An Unreasonable Man Steve Skrovan and Henriette Mantel’s superlative documentary about Ralph Nader, the uncompromising consumer advocate who is today, unfortunately, best remembered as a presidential election “spoiler.” The movie details Nader’s tireless crusades to force corporate giants like General Motors to ensure their products’ safety, often at his own peril — GM famously launched a harassment campaign against him in the ‘60s. One former “Nader’s Raider” suggests that if seatbelts, air bags, water, pharmaceuticals and other mainstays of daily life were labeled “This product was made safe by Ralph Nader,” his legacy would be better appreciated.

Ratatouille A very nearly perfect piece of modern animation, directed by Simpsons alumnus Brad Bird. The tale of a country rat with culinary aspirations features clever, anthropomorphic rats to entertain the kids, and a sophisticated Paris setting and gastronomic theme to appeal to grownups. An instant classic.

Talk to Me This warmhearted biography of Ralph “Petey” Greene, an ex-con who became a popular 1960s Washington, D.C. radio personality, could have made the list solely for its electrifying soundtrack of songs by James Brown, Otis Redding, Les McCann and Sam Cooke. (A couple of the best songs, unfortunately, do not appear on the soundtrack CD.) But the movie also has meaty performances by Don Cheadle as Greene and Chiwetel Ejiofor as his friend and manager. The funky energy gives way to sentimentality in the second half, but the movie is still a fun evocation of an era.

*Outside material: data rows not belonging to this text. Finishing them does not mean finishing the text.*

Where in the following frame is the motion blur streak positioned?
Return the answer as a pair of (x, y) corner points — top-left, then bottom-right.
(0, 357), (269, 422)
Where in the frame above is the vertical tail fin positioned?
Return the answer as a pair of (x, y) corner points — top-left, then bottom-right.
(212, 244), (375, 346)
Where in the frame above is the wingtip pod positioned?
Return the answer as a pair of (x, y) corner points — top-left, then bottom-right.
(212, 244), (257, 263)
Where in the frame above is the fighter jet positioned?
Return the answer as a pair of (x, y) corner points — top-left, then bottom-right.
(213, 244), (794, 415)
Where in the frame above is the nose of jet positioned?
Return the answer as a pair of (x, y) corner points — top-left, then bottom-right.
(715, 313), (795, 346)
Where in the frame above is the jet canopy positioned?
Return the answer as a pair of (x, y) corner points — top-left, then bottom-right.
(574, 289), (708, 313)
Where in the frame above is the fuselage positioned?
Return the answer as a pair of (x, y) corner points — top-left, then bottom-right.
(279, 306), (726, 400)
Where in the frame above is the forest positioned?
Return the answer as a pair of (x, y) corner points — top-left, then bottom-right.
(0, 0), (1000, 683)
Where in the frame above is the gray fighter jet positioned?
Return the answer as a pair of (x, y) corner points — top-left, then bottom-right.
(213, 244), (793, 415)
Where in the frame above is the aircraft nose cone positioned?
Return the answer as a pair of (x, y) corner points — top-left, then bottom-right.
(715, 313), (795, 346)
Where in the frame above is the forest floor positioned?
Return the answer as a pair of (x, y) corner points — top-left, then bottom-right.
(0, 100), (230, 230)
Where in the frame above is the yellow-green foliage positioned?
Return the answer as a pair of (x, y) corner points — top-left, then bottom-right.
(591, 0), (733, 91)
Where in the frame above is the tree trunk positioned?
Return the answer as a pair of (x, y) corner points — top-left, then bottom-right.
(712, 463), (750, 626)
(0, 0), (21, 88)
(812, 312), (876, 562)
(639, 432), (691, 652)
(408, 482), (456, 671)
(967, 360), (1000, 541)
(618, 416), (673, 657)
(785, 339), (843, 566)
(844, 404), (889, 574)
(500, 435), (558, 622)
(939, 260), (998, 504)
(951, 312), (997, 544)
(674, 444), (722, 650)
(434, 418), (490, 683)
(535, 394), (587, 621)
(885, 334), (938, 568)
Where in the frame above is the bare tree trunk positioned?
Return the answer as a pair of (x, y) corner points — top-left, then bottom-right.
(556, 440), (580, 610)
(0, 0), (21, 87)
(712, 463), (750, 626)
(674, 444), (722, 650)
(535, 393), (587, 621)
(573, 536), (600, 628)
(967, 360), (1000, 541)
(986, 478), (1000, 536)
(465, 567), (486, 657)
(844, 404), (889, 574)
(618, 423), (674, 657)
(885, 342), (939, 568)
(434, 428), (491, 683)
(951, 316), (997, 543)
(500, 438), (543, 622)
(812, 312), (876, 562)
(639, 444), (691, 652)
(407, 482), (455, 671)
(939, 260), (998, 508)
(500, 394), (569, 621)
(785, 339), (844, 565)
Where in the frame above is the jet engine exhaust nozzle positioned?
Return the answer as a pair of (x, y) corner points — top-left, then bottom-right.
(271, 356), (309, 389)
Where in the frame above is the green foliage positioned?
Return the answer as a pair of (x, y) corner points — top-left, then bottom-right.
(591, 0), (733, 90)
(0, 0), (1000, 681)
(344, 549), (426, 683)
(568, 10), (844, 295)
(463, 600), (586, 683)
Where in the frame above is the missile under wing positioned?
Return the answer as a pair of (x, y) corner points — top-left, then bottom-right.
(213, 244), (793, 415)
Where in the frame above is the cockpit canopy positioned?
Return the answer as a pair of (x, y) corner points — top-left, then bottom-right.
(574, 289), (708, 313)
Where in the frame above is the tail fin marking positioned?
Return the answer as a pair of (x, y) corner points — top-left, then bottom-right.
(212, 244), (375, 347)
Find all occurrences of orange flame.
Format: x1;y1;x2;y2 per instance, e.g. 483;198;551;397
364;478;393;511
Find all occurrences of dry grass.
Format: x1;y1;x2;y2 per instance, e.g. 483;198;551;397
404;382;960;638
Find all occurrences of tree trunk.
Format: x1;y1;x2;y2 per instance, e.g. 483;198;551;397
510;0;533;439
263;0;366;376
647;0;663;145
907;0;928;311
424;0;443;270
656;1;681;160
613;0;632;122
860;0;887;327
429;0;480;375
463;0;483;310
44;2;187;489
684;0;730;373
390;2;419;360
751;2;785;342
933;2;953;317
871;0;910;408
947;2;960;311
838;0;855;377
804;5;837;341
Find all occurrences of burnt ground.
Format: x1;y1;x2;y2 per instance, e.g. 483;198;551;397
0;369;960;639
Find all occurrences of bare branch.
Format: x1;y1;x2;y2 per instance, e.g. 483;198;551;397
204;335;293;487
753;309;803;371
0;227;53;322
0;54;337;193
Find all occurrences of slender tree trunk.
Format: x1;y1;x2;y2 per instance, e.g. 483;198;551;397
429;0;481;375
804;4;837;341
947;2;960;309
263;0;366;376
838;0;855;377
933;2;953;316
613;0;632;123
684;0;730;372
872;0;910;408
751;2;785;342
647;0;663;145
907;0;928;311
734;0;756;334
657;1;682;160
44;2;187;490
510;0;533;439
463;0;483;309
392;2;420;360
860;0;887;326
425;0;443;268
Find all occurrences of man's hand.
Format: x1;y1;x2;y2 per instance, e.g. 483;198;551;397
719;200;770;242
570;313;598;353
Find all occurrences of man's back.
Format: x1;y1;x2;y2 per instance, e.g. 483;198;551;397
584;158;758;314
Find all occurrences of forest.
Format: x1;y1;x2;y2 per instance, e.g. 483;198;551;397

Waitress The ghastly murder of its writer and director, Adrienne Shelly, is not the only reason critics and audiences embraced this quirky story about a small-town waitress and expert pie baker (the winning Keri Russell) trapped in an abusive marriage, whose unwanted pregnancy leads her into an affair with her obstetrician. The movie is a little uneven, but its piquant eccentricity enables it to transcend its commonplace theme.

Wristcutters The kind of movie that used to define “indie” style, a sweetly mordant road-trip comedy about suicide. Goran Dukic adapted a short story by Etgar Keret that imagines a kind of purgatory where those who commit suicide dwell, which looks like the dreary outskirts of many American towns. Nothing earthshaking, but an unassuming, effective and highly original movie.


No End in Sight Charles H. Ferguson, a software entrepreneur who initially supported the Iraq invasion, made this sober documentary detailing the colossal blunders of the occupation’s first disastrous year. Regrettably, the movie doesn’t question the rationale for the war, but is still remarkable for its portrait of hubris and ineptitude, and because those interviewed aren’t left-wing Administration critics, but former Bush loyalists.